Si Suzanne a du mal à faire face à la façon dont les choses ont changé depuis la mort de Glenn, Nick ne parvient pas à faire face à la façon dont les choses sont restées les mêmes. Trébuchant et bouche bée et parfois même violent, Nick fait rage contre la nature statique de tout cela, impatient de la grâce que Glenn était censé lui léguer. “; L'amour après l'amour ”; ne fait que devenir plus puissant alors que Harbaugh coupe sciemment d'un moment amer à l'autre, échouant Nick dans un monde qui refuse de l'attendre. Chaque fois qu'il trouve ses marques, le film saute brusquement quelques semaines de plus dans le futur, laissant Nick aussi déséquilibré que nous - le montage elliptique nous oblige à passer la première moitié de chaque scène à dénicher des indices contextuels sur où nous en sommes dans le temps et ce qui aurait pu se passer entre les coupes, le style de Harbaugh rehaussement la dislocation du deuil à cause de son obstination à refuser de le dramatiser.

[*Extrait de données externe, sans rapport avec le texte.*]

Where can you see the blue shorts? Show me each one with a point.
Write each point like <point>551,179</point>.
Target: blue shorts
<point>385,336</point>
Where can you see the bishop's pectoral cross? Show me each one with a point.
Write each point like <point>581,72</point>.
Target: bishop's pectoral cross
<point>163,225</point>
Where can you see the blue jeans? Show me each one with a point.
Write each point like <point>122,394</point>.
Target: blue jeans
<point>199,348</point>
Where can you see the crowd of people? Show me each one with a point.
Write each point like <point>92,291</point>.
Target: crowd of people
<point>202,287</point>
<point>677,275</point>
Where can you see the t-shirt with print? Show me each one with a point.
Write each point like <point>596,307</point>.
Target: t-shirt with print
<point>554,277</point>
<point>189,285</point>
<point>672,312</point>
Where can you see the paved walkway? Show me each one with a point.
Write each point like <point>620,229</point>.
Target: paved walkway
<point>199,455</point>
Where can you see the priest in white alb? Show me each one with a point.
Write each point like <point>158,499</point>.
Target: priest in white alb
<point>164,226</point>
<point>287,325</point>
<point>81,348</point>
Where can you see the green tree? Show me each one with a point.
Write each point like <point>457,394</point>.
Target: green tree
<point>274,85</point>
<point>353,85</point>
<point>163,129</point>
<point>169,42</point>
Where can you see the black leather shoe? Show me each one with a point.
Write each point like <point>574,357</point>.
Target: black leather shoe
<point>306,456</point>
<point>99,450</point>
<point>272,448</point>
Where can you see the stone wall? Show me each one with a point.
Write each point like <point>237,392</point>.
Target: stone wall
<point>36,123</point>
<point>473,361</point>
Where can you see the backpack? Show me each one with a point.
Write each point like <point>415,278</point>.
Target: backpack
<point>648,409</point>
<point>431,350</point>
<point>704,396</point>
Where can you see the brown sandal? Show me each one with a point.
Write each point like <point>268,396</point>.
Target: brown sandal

À sa manière, cette petite fonctionnalité artisanale et parfaitement réalisée remet en question la manière limitée dont les films ont tendance à représenter la perte. Histrionics ou montages absents ou la structure d'un scénario testé en studio qui s'appuie sur un moment clair de catharsis partagée, “; Love After Love ”; suggère que la véritable absence ne peut être transmise que par l'absence elle-même - que la perte est un processus de soustraction, pas d'addition, même si vous êtes le seul à pouvoir faire la différence. Vous pourriez peut-être sortir du chagrin, mais c'est votre putain d'affaires, car le reste du monde va continuer à tourner. Dans cette optique, il convient que les débuts remarquables de Harbaugh se terminent par un peu accrocheur de dissonance cognitive, et une coupe au noir qui vous laisse vous demander: “; Attendez, c'est ça? ”;

Catégorie: A-

«Love After Love» ouvre en salles le 30 mars.